I drove for an hour, getting totally lost, to source a bell jar to display Mollie's skull in. The girl sat in the back chatting endlessly, as per usual, until I yelled "OK, you need to stop talking now because we are lost and I need to concentrate on where we are going". She sat, sullenly but quietly, until we reached out destination.Bell jar purchased, we headed off to a teddy bears picnic. Now, I had set the alarm to go early, so I could get organised for our big day. My husband had other ideas. So with only 45 minutes to get ready, a few things got overlooked. The day had a space theme, so girl had decided to go as Batman - yeah, I don't get it either. But anyway, she put her costume on and was happy. The things that got overlooked were money and food. Driving back from the-middle-of-nowhere-bell-jar-hunting we ran out of petrol - at a petrol station!! How good is that? Anyway, three of my brain cells were functioning enough to prompt me to buy drinks when I paid for the petrol. We got to the peninsula where the picnic was, queued up for 20 minutes to get into the car park and then nabbed a spot right out front. Also good!! It was probably the last hot day of summer, it was dusty, and it was crowded. The peninsula was teeming with people and small children clutching teddy bears.

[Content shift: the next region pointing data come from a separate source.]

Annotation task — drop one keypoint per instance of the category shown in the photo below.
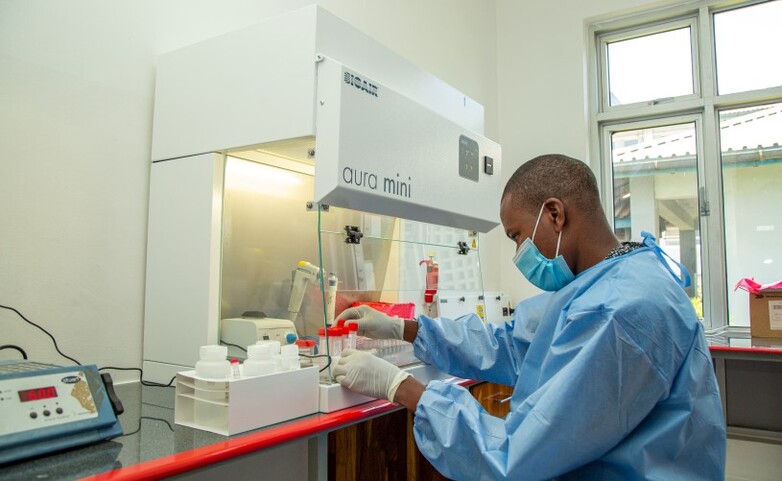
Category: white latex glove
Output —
(369, 375)
(374, 324)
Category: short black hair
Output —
(553, 175)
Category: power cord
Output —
(54, 341)
(11, 346)
(141, 375)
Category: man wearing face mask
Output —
(613, 378)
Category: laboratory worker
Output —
(613, 378)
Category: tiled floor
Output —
(753, 461)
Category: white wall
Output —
(542, 105)
(76, 98)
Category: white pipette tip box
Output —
(233, 406)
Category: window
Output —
(751, 156)
(687, 124)
(634, 67)
(747, 46)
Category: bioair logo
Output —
(361, 84)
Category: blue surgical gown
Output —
(613, 381)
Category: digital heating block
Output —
(46, 408)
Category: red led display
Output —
(37, 394)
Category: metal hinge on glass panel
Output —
(705, 210)
(313, 206)
(660, 101)
(353, 235)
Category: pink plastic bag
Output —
(753, 287)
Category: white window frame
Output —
(703, 106)
(655, 28)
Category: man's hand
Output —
(369, 375)
(374, 324)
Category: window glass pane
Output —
(652, 67)
(750, 140)
(656, 190)
(748, 44)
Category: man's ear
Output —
(554, 208)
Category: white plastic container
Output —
(289, 358)
(238, 405)
(213, 363)
(259, 360)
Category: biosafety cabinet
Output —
(302, 141)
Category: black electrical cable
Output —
(54, 341)
(11, 346)
(150, 418)
(141, 375)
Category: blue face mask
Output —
(547, 274)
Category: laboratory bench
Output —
(369, 441)
(749, 374)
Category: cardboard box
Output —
(765, 313)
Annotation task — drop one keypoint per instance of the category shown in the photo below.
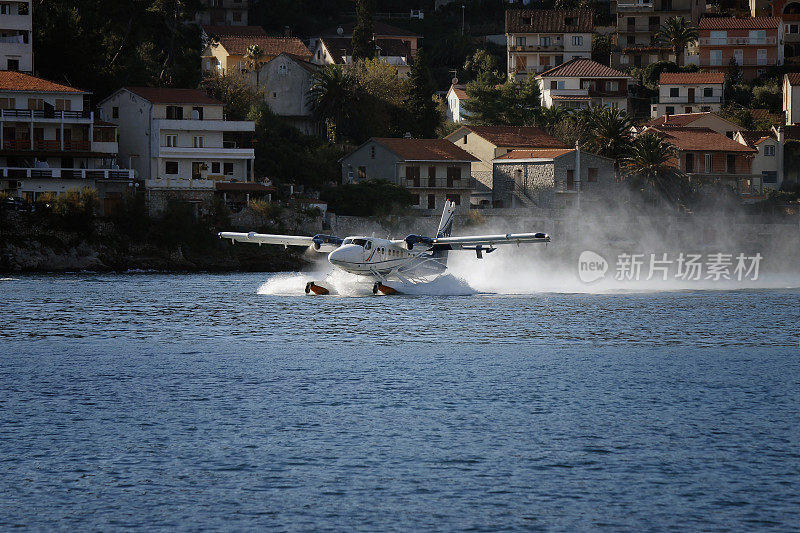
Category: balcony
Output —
(41, 115)
(41, 145)
(735, 41)
(18, 173)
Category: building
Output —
(755, 44)
(579, 83)
(225, 52)
(16, 36)
(554, 178)
(51, 142)
(538, 40)
(769, 160)
(712, 159)
(380, 32)
(286, 81)
(708, 120)
(223, 12)
(487, 143)
(638, 22)
(791, 97)
(689, 92)
(456, 96)
(179, 142)
(434, 170)
(339, 51)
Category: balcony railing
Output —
(65, 173)
(29, 114)
(730, 41)
(46, 145)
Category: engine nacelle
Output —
(411, 240)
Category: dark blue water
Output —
(191, 402)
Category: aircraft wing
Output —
(321, 243)
(473, 241)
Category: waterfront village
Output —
(361, 107)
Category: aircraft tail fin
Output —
(446, 224)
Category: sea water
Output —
(236, 402)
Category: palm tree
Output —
(609, 129)
(331, 97)
(254, 57)
(650, 166)
(678, 34)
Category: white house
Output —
(51, 142)
(16, 35)
(538, 40)
(456, 96)
(689, 92)
(579, 83)
(179, 138)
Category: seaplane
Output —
(391, 263)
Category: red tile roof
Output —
(425, 149)
(794, 78)
(549, 20)
(17, 81)
(690, 78)
(511, 136)
(235, 31)
(536, 154)
(701, 140)
(583, 68)
(173, 96)
(733, 23)
(272, 46)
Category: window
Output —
(174, 112)
(171, 167)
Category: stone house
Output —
(552, 179)
(434, 170)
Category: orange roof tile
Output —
(272, 46)
(161, 95)
(17, 81)
(690, 78)
(583, 68)
(425, 149)
(513, 136)
(733, 23)
(701, 140)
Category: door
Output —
(197, 170)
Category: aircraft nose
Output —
(349, 253)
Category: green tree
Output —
(421, 107)
(363, 47)
(649, 167)
(678, 34)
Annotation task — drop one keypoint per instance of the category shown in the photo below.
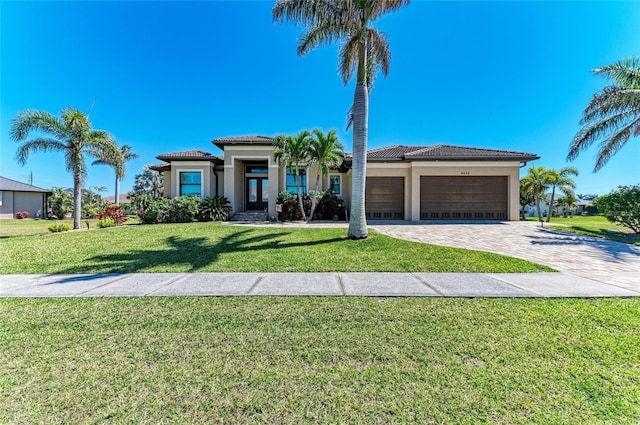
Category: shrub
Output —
(105, 222)
(217, 208)
(152, 211)
(60, 203)
(328, 206)
(115, 213)
(622, 206)
(183, 209)
(59, 227)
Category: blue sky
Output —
(171, 76)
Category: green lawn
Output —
(213, 247)
(596, 226)
(326, 360)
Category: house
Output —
(414, 183)
(18, 197)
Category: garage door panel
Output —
(463, 198)
(384, 198)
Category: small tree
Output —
(622, 206)
(293, 151)
(60, 203)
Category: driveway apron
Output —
(597, 259)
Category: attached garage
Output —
(463, 198)
(384, 198)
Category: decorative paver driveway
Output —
(598, 259)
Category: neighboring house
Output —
(403, 182)
(18, 197)
(123, 199)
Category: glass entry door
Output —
(257, 193)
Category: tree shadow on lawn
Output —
(613, 249)
(197, 253)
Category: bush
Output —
(59, 227)
(327, 206)
(115, 213)
(60, 203)
(183, 209)
(217, 208)
(622, 206)
(105, 222)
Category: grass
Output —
(596, 226)
(39, 227)
(327, 360)
(212, 247)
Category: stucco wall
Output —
(31, 202)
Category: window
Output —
(291, 180)
(191, 183)
(335, 183)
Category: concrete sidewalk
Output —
(323, 284)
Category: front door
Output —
(257, 193)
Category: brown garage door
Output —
(463, 198)
(384, 198)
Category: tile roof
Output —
(443, 152)
(188, 155)
(243, 140)
(161, 167)
(16, 186)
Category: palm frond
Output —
(35, 145)
(612, 145)
(602, 129)
(625, 73)
(30, 120)
(319, 35)
(379, 8)
(348, 58)
(307, 12)
(611, 100)
(379, 49)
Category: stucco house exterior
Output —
(18, 197)
(440, 182)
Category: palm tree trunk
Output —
(304, 217)
(117, 191)
(77, 199)
(313, 201)
(358, 220)
(553, 194)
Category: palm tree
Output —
(347, 21)
(70, 134)
(535, 184)
(293, 151)
(118, 162)
(560, 179)
(613, 115)
(326, 151)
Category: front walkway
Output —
(605, 261)
(307, 284)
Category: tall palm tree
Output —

Lots of aluminium foil and many coke bottles had been used to make space outfits for teddies (except ours, which was a nudist space teddy) and one teddy had a clear, plastic teapot on its head (I was impressed). The girl found a market stall selling masks and demanded a pink mask with pink fluff on it. She did the pleeeeeeeeese thing and I pointed out the mask cost $5 and I had $6.40 so nothing else after the mask. She enthusiastically agreed. The teddy put the mask on, we checked out the Daleks,
then queued in the sun for half an hour so the girl could spend a few minutes on the jumping castle. Of course, after that she was hungry. I had nothing (potentially my nomination for mother of the year?) except $1.40 in change and all the food was $2 or more. I tried to talk her into going home, but she wouldn't be in it. We wandered about a bit more, she whinged about her hunger and we joined another queue so she could pat a sheep. The third queue, for face painting, was closed. Tears welling, tolerance levels reached, hunger overwhelming and tiredness setting in, the girl reluctantly agreed that we could go home. In the car the tears finally fell, she sat there mumbling about how crap it was, "all I got was a mask that won't stay on". I felt so sorry for her. It must be hard having me as a mum.
The next evening she showed me a dirty, old dog bone that she had found in the schoolyard. She had carefully wrapped it in the cling film from her cut apple. I was horrified "why are you collecting and bringing home dirty, yucky stuff like that?". My brother, who was staying with us, said "she's copying her mother". The girl put the dirty bone on the table next to Mollie's skull. I had to admit I had been trumped. It remains. My organisational skills are rubbish, my foresight is non-existent, but I am not a hypocrite.